# How do MLPerf v0.7 entries compare on cost?

by Deepak Narayanan, Cody Coleman, Peter Bailis, and Matei Zaharia

MLPerf announced its v0.7 results recently, with sub-minute submissions from companies such as Nvidia, Google, Alibaba, Intel, and others. While this is exciting, many of these entries are fundamentally hard to compare, since they use different numbers and types of accelerators. Consequently, it is still challenging for an end user to determine the right accelerator type to use for their model and with what scale factor, particularly if the user has time or budget constraints.

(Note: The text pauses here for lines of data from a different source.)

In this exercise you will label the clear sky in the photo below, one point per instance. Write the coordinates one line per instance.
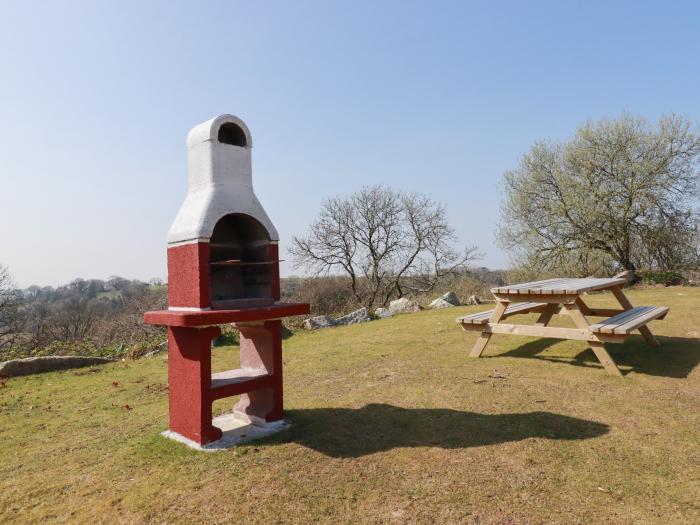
(96, 99)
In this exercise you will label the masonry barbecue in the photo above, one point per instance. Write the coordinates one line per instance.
(223, 267)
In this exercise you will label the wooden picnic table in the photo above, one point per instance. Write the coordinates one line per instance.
(564, 296)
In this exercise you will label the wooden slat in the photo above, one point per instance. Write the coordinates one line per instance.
(512, 309)
(566, 286)
(630, 320)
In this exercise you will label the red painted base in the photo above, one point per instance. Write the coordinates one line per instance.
(192, 390)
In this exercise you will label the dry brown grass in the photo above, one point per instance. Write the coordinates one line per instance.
(392, 424)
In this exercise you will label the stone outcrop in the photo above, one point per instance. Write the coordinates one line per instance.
(320, 321)
(358, 316)
(446, 301)
(440, 303)
(36, 365)
(403, 306)
(382, 313)
(473, 300)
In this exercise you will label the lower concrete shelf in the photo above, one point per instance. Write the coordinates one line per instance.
(214, 317)
(239, 381)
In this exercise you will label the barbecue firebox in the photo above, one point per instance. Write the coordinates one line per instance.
(223, 267)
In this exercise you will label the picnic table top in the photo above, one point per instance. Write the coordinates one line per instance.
(561, 286)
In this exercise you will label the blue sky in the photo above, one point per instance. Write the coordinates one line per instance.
(96, 99)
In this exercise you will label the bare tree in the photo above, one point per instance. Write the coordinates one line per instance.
(388, 242)
(620, 194)
(10, 311)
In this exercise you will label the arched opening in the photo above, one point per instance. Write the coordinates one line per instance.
(230, 133)
(240, 265)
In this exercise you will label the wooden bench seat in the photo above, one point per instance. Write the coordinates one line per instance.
(629, 320)
(513, 308)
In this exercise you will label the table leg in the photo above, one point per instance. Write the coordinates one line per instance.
(627, 305)
(598, 348)
(484, 338)
(546, 315)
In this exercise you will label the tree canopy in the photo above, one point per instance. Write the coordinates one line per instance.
(388, 242)
(621, 194)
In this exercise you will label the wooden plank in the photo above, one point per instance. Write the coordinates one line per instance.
(577, 334)
(554, 298)
(562, 286)
(547, 314)
(630, 320)
(484, 338)
(632, 324)
(513, 309)
(626, 304)
(598, 347)
(608, 325)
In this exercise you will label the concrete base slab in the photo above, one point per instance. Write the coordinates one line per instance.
(236, 431)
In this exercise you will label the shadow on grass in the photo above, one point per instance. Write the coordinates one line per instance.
(676, 357)
(351, 433)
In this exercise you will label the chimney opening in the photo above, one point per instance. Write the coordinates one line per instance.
(240, 265)
(230, 133)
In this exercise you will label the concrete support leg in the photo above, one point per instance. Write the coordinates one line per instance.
(261, 348)
(189, 380)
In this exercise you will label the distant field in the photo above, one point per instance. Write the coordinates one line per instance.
(391, 424)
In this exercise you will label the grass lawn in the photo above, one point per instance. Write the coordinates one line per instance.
(391, 424)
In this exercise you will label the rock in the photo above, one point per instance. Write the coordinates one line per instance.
(473, 299)
(440, 303)
(402, 306)
(321, 321)
(35, 365)
(383, 312)
(358, 316)
(451, 298)
(445, 301)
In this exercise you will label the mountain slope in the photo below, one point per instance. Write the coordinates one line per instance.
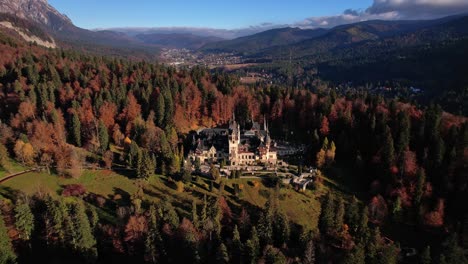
(29, 32)
(177, 40)
(42, 15)
(263, 40)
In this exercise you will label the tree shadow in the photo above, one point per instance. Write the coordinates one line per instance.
(9, 193)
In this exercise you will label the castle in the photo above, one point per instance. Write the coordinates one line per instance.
(236, 147)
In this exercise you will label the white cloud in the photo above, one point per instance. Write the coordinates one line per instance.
(379, 10)
(419, 9)
(390, 10)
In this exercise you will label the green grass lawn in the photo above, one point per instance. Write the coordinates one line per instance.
(301, 208)
(14, 167)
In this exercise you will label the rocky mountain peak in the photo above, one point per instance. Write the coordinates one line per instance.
(38, 11)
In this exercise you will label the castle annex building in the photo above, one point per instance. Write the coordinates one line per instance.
(236, 147)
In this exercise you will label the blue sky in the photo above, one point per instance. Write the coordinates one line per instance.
(241, 14)
(227, 14)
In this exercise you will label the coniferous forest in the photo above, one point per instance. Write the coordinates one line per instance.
(401, 169)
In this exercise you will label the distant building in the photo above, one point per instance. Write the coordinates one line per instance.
(236, 147)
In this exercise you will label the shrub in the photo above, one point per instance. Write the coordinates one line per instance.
(76, 190)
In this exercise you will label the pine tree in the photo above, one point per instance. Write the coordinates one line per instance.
(153, 240)
(148, 165)
(76, 130)
(339, 214)
(4, 158)
(420, 187)
(222, 254)
(426, 256)
(327, 215)
(309, 253)
(252, 247)
(388, 151)
(352, 215)
(195, 214)
(363, 229)
(85, 243)
(281, 229)
(236, 246)
(265, 229)
(356, 256)
(404, 127)
(204, 210)
(274, 256)
(7, 255)
(24, 219)
(103, 137)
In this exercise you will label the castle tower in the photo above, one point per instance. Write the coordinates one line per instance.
(234, 140)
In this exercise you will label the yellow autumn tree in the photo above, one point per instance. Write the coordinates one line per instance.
(24, 152)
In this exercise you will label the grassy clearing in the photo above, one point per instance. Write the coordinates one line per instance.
(301, 208)
(15, 167)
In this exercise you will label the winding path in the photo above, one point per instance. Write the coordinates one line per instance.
(8, 177)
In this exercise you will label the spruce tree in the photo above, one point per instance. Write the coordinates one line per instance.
(24, 219)
(103, 137)
(327, 214)
(153, 240)
(85, 243)
(309, 253)
(195, 214)
(388, 151)
(419, 187)
(356, 256)
(7, 255)
(426, 256)
(339, 213)
(352, 215)
(236, 246)
(76, 130)
(222, 254)
(4, 158)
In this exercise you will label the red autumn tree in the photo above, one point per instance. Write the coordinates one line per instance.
(325, 127)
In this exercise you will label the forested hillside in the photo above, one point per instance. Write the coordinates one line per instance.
(404, 167)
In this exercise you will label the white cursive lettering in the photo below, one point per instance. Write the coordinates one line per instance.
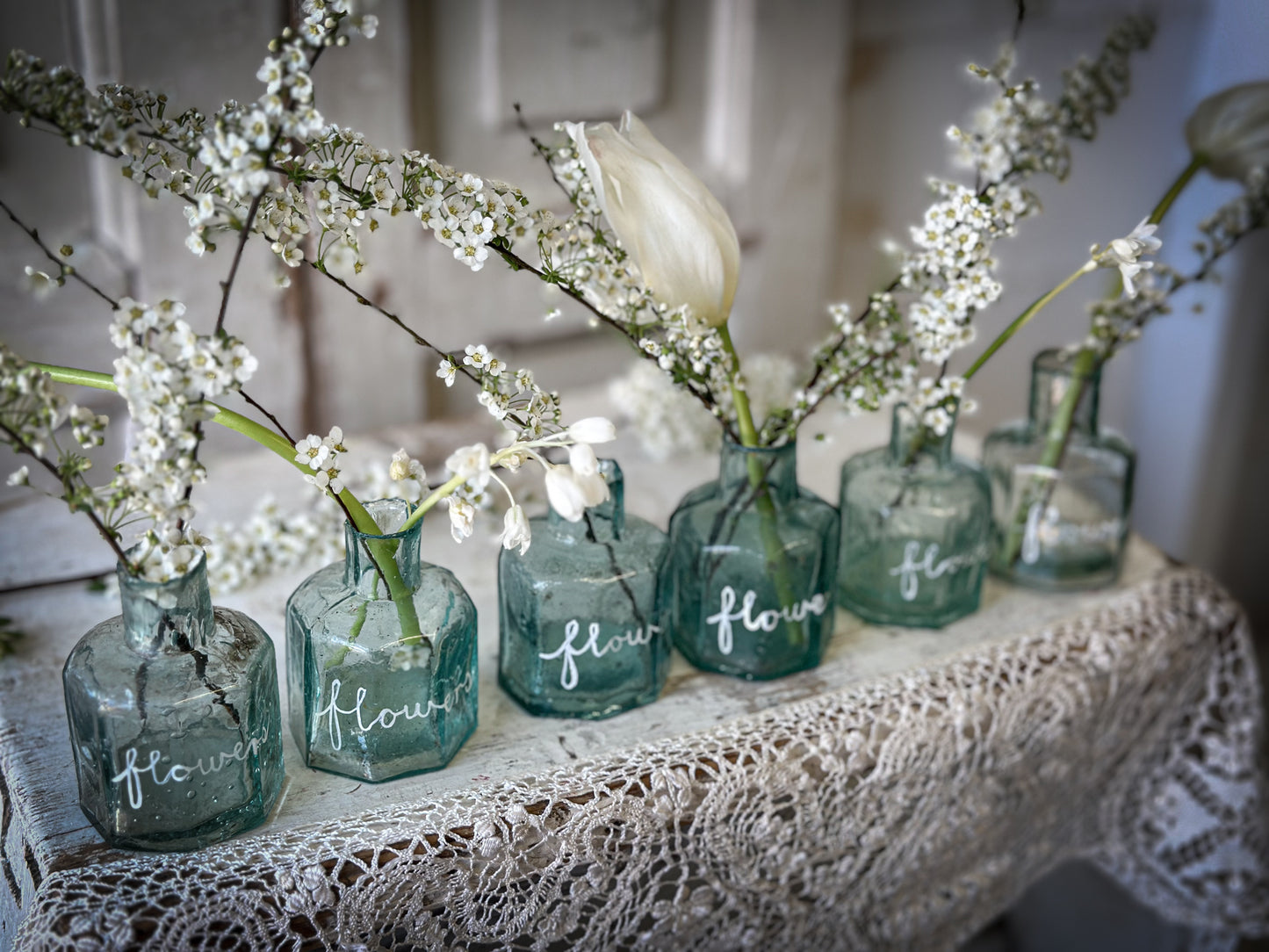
(178, 773)
(766, 621)
(570, 652)
(1046, 528)
(929, 565)
(387, 716)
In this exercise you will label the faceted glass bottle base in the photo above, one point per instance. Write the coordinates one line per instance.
(750, 583)
(578, 627)
(197, 757)
(377, 689)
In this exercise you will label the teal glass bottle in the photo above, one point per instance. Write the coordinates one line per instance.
(747, 588)
(176, 718)
(1066, 526)
(381, 687)
(578, 612)
(915, 530)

In this blogpost, we use GCP on-demand instance prices^{1} to compare different MLPerf v0.7 entries^{2} – this helps quantify the effect of scaling out to more accelerators, and the effect of switching accelerator types. For simplicity, we restrict our analysis to entries using V100 and A100 GPUs, and the TPU v3. Costs can be estimated in many ways: we believe using cloud costs is the easiest way, even though it is not perfect. In our analysis, we only considered the cost of accelerators (and ignored the cost of CPUs, storage, and networking), since accelerators dominate total cost; additionally, we had to make assumptions with the per-hour costs of certain accelerator types, since the A100 and 32-GB TPU v3 chips are not yet publicly available on GCP (for the A100, we extrapolated from costs of V100 and A100 Lambda Hyperplane servers^{3}). We show a table of the costs to reach target accuracies below.

We are also making our numbers public in this spreadsheet, which makes it easy to play with different per-hour costs (a copy of the spreadsheet will need to be made first: “File -> Make a copy”).

To see how cost-to-accuracy compares to time-to-accuracy for these entries, we show a scatterplot of cost (in dollars) versus runtime (in minutes) using the same per-hour prices as above.

One could try to compare entries based on Total Cost of Ownership (TCO) or power usage as well, but these are harder to estimate.

We think other interesting analyses can be performed on top of these results as well. In particular, one could try to answer questions of the form:

- Which software framework should I use?
- How well do these entries scale? Do they take the same number of epochs to reach the target accuracy threshold?
- How do the best TTAs compare to the previous versions of MLPerf (v0.5 and v0.6)? What are the major sources of improvement?

We are excited to see what the community comes up with!